A De Giorgi conjecture on the regularity of minimizers of Cartesian area in 1D
Giovanni Bellettini, Shokhrukh Yu. Kholmatov
TL;DR
The paper addresses the regularity of minimizers for the one-dimensional Cartesian area with a linear fidelity term to a small datum $g$, proving $C^{1,1}$ regularity in $I$ for minimizers in $BV(I)$. The approach combines anisotropic BV theory, Wulff-ball comparisons, and calibration-type arguments to relate subgraph regularity to the graph itself, establishing Lipschitz and, under ellipticity, $C^{1,1}$ regularity. Key contributions include a precise small-data regime ensuring regularity, a classification of local minimizers via Cahn–Hoffman vectors, and an extension to anisotropic settings with $L^p$ fidelity terms.

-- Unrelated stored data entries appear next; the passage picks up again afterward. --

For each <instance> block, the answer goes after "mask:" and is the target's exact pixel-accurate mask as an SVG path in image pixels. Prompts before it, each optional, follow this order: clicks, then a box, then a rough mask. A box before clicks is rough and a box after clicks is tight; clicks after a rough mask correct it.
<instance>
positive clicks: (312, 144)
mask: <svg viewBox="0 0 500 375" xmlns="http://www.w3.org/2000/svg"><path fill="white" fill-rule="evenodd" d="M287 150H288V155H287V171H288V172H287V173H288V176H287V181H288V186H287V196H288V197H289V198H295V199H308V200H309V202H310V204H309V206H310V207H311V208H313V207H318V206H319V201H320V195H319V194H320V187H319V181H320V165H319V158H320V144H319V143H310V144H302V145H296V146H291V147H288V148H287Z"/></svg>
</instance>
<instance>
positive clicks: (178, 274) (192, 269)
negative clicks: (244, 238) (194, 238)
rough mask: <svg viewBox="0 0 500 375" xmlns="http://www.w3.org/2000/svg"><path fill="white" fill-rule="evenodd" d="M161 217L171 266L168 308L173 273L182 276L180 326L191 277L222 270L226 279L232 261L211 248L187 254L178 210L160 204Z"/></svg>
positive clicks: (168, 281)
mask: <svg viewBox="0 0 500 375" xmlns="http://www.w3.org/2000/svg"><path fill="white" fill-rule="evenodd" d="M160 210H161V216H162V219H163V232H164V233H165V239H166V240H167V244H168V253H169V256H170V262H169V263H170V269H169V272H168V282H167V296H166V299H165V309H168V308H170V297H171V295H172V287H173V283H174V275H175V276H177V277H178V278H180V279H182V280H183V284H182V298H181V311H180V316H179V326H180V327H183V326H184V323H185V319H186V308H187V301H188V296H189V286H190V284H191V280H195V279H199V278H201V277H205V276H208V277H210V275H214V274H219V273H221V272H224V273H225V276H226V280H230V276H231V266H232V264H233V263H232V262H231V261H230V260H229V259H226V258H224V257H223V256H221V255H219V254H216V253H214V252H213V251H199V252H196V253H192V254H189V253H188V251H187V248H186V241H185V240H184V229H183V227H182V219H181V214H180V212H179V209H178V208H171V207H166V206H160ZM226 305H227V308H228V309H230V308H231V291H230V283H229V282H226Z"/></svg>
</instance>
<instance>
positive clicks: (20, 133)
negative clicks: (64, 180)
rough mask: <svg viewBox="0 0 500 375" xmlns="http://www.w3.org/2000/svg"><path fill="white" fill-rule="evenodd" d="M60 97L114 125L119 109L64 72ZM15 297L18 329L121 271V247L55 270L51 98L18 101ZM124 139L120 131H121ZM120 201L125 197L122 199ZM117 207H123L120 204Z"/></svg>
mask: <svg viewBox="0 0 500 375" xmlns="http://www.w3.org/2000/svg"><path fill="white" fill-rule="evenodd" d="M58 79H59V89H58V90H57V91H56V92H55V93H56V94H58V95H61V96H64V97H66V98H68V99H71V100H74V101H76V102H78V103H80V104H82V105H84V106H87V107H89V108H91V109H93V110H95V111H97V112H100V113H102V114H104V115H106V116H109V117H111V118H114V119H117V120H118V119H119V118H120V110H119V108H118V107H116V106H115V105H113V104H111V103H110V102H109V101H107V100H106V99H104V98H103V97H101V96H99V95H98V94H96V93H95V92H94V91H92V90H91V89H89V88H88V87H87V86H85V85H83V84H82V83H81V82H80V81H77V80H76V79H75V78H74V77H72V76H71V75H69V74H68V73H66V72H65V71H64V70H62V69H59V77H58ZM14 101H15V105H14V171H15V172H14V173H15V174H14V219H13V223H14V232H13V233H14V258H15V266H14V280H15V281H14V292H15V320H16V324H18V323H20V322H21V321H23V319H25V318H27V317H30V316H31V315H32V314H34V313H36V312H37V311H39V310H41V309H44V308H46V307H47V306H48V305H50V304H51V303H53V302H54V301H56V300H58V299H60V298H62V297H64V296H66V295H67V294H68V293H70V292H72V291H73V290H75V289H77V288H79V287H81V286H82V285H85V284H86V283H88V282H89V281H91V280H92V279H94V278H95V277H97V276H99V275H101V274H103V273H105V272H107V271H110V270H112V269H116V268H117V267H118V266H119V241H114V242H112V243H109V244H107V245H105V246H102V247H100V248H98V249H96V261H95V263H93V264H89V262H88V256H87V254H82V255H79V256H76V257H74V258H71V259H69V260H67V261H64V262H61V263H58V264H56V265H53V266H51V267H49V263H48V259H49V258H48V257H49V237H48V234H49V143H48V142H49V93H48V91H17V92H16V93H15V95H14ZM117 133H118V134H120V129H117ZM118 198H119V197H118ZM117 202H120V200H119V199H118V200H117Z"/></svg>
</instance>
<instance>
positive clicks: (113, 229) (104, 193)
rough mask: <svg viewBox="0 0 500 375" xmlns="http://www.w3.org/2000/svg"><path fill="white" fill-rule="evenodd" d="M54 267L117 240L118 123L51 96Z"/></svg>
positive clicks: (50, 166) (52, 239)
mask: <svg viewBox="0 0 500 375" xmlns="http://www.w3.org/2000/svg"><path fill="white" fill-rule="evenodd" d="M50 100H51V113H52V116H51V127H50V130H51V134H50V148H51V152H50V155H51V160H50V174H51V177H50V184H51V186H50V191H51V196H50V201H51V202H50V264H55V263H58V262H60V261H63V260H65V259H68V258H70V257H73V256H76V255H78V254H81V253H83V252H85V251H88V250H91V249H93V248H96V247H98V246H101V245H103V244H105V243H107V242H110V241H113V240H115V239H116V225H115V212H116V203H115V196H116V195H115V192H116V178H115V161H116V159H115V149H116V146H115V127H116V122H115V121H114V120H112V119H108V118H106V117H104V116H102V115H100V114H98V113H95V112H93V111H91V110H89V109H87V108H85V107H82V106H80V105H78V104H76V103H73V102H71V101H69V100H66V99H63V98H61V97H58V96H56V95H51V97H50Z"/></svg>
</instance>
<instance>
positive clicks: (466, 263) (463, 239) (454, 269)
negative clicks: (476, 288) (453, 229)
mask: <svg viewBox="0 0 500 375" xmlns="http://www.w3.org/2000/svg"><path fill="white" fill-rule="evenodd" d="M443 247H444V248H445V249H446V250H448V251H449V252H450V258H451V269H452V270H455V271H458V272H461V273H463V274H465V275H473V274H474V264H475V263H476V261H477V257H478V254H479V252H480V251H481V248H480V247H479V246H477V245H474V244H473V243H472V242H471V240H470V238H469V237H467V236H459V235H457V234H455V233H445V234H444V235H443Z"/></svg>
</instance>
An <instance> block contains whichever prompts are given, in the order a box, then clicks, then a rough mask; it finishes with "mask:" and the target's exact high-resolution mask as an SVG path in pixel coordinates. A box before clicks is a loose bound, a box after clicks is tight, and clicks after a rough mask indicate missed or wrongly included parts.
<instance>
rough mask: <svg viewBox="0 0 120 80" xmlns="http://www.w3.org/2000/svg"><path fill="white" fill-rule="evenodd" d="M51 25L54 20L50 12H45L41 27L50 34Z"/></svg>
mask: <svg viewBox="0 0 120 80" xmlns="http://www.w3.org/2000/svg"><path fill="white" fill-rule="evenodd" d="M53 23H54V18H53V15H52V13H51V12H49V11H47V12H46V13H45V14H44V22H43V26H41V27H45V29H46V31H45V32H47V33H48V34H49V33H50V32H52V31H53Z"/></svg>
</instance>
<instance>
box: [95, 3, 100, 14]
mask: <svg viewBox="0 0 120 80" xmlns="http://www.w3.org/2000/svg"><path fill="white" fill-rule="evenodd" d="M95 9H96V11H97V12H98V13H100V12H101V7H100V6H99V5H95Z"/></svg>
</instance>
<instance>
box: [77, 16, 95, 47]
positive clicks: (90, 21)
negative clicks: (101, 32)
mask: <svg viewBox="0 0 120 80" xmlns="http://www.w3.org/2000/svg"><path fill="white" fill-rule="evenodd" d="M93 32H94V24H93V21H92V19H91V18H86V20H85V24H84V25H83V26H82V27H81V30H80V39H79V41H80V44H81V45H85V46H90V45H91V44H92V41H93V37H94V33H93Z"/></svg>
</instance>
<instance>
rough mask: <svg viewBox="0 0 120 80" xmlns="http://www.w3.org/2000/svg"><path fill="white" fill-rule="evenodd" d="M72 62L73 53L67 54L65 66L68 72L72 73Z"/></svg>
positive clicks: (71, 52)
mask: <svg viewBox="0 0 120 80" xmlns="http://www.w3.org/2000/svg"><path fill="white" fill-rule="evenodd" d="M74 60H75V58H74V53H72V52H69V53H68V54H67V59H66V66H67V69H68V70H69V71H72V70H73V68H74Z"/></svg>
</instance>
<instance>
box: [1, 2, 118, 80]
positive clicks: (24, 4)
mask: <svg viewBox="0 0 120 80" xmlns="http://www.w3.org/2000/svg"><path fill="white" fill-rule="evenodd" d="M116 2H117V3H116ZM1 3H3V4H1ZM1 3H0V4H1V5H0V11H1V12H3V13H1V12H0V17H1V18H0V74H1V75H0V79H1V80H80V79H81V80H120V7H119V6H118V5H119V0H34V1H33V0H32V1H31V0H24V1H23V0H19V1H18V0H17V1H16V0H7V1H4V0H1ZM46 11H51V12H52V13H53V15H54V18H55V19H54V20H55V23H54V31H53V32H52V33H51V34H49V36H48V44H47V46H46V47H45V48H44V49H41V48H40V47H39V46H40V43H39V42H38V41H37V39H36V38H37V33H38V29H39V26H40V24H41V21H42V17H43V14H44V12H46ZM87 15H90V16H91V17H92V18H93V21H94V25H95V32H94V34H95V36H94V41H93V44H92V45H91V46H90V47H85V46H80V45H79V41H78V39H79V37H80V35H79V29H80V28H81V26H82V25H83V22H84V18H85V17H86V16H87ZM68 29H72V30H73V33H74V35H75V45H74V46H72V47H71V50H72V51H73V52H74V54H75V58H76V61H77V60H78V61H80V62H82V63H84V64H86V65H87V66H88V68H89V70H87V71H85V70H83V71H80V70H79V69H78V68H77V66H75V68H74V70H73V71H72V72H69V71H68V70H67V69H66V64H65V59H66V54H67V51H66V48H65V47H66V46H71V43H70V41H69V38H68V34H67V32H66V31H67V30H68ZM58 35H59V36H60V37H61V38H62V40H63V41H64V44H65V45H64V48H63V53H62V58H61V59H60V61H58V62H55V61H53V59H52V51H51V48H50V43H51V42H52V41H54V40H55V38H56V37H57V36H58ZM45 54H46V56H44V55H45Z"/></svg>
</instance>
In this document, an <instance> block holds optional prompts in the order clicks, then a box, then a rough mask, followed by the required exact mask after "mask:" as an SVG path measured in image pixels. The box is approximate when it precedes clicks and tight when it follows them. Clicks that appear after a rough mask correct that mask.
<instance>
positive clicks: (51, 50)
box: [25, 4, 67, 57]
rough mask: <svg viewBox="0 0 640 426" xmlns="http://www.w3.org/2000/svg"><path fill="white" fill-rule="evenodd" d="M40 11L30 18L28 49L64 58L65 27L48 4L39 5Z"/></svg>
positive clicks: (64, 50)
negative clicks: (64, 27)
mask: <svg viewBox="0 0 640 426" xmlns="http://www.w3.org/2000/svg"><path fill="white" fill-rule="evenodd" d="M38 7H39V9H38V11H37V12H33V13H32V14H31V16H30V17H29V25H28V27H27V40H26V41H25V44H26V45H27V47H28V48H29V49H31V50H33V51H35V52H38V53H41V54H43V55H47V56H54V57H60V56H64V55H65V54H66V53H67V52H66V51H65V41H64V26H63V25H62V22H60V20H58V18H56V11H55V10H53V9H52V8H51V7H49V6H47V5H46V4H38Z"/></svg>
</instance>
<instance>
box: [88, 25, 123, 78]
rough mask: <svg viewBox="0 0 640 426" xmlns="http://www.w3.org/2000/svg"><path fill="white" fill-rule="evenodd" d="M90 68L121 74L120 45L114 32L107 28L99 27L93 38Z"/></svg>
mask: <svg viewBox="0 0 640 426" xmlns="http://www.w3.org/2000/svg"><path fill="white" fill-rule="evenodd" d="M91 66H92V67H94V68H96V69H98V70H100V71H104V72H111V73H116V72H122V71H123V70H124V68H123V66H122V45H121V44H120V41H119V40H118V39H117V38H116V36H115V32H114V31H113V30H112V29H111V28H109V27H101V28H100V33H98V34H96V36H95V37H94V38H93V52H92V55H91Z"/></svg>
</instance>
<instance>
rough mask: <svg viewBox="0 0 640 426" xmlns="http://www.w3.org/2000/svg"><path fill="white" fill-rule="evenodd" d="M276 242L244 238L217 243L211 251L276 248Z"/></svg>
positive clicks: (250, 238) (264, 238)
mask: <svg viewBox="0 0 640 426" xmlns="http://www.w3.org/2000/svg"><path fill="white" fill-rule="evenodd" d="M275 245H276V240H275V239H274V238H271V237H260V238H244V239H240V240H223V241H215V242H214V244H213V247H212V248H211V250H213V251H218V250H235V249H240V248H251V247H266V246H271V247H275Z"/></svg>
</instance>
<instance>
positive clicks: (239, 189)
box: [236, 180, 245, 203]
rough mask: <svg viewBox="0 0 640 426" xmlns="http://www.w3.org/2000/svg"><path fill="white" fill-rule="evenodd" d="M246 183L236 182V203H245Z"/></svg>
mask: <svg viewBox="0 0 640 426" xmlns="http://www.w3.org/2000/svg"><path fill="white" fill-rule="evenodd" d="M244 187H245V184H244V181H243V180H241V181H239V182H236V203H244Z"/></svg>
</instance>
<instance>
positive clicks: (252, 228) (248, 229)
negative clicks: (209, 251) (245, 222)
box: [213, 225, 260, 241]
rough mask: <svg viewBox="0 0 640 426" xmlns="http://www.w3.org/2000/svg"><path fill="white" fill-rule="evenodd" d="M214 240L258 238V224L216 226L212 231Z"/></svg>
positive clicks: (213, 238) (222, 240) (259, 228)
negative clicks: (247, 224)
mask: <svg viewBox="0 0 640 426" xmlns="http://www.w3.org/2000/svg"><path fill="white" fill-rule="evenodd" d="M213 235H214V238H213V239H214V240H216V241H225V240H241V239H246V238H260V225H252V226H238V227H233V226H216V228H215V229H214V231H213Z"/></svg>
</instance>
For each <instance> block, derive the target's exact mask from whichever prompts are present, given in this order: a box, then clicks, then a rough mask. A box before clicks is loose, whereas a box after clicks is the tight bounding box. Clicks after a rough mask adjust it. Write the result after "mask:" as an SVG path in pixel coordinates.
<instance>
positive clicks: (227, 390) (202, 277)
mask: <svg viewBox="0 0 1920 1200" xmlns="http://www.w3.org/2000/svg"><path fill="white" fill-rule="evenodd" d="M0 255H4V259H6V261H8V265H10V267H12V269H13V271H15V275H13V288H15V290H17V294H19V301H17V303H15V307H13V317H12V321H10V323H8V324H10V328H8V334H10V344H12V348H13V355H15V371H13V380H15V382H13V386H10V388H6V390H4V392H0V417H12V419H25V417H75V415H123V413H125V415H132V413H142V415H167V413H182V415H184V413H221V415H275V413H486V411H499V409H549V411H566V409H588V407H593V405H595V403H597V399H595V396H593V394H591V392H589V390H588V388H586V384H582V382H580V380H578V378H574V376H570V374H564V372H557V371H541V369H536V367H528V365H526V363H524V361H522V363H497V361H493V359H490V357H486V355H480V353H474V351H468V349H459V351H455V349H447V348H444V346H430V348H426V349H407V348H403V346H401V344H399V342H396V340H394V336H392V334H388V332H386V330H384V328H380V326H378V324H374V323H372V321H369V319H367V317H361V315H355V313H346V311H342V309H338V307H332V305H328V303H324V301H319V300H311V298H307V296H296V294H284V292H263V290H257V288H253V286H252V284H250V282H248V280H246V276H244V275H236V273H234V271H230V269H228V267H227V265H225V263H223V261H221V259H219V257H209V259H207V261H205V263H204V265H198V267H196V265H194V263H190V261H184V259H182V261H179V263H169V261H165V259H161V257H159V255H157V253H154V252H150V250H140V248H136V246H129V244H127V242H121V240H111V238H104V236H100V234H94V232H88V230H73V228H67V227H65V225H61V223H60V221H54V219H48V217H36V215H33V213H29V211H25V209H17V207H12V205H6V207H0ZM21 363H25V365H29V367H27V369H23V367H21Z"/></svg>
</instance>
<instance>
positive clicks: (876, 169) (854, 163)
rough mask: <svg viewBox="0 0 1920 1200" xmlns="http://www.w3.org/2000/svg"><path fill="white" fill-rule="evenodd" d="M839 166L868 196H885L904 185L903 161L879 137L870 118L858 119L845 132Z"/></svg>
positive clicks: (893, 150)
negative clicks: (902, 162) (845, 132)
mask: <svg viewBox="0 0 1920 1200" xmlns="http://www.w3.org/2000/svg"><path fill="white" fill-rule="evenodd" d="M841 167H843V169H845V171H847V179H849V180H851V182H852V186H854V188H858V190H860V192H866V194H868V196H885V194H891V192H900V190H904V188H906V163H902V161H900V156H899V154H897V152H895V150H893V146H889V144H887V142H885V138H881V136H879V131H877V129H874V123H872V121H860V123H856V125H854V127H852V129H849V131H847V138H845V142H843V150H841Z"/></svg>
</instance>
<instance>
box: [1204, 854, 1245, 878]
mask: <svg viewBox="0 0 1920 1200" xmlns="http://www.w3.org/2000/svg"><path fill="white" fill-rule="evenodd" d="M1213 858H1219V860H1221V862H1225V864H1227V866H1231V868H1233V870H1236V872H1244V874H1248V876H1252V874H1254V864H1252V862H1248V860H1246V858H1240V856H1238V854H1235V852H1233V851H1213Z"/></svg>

The results partially confirm De Giorgi’s conjecture in dimension one and codimension one, with explicit dependence of the small-data threshold on the interval length and anisotropy, and have implications for variational models involving area-type functionals and BV regularity.
Abstract
We prove a $C^{1,1}$-regularity of minimizers of the functional $$ \int_I \sqrt{1+|Du|^2} + \int_I |u-g|ds,\quad u\in BV(I), $$ provided $I\subset\mathbb{R}$ is a bounded open interval and $\|g\|_\infty$ is sufficiently small, thus partially establishing a De Giorgi conjecture in dimension one and codimension one. We also extend our result to a suitable anisotropic setting.